Zusätzlich zu der Tour erhalten die Teilnehmerinnen und Teilnehmer der Studienfahrt Einblicke in Kunstsammlung der Gedenkstätte. Diese ist nicht Teil der regulären Dauerausstellung, sondern kann separat gebucht werden.[8] Dort finden sich Kunstwerke vier verschiedener Kategorien: legale Auftragsarbeiten im Lagerkontext, halblegale Bilder für private Zwecke (meist von SS-Männern), private und illegale Werke sowie Werke, die nach dem Kriegsende entstanden. Tausende Objekte sind im Fundus der Gedenkstätte, einige zu wertvoll im ideellen und erinnerungspolitischen Sinne, als dass sie ausgestellt werden können. Dazu gehören Kunstwerke von beruflichen Künstlern genauso wie von Laien-Künstlern, aber auch heimlich gefertigte Kunst, die das Leid der Häftlinge dokumentieren und den Gefangenen als Ventil dienten. Auch Auftragsarbeiten für die SS-Kommandeure und -Männer sind erhalten. Sie werden genauso aufbewahrt und ausgestellt wie Portraits, die von Josef Mengeles[9] Opfern gezeichnet werden mussten.[10] Doch sind die Gegenstände damit noch Kunst? Eine Frage, die von Guide und Teilnehmenden im Angesicht der fraglichen Gegenstände diskutiert wird. Dahinter stehe aber die eigentliche Frage, woran wir Kunst messen. An dem finanziellen Wert oder der Art der Technik, die der oder die Künstler/in angewendet hat? Vielleicht, so regt der Mitarbeiter der Gedenkstätte an, müsse man die Kunstgegenstände, egal welcher Kategorie sie entstammen, eher als Dokumente der Zeit sehen?

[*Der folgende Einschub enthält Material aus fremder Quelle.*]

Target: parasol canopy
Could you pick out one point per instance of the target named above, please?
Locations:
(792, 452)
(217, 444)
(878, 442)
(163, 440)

[7] Vgl. Israel Gutman, Michael Berenbaum: Anatomy oft he Auschwitz Death Camp, Washington D.C 1994, S. 251f.
[8] Vgl. Staatliches Museum Auschwitz-Birkenau: Wystawa sztuki w byłej kuchni obozowej, Link: http://auschwitz.org/muzeum/zbiory-historyczne/wystawa-sztuki-w-bylej-kuchni-obozowej/, zuletzt abgerufen am 7.1.2020.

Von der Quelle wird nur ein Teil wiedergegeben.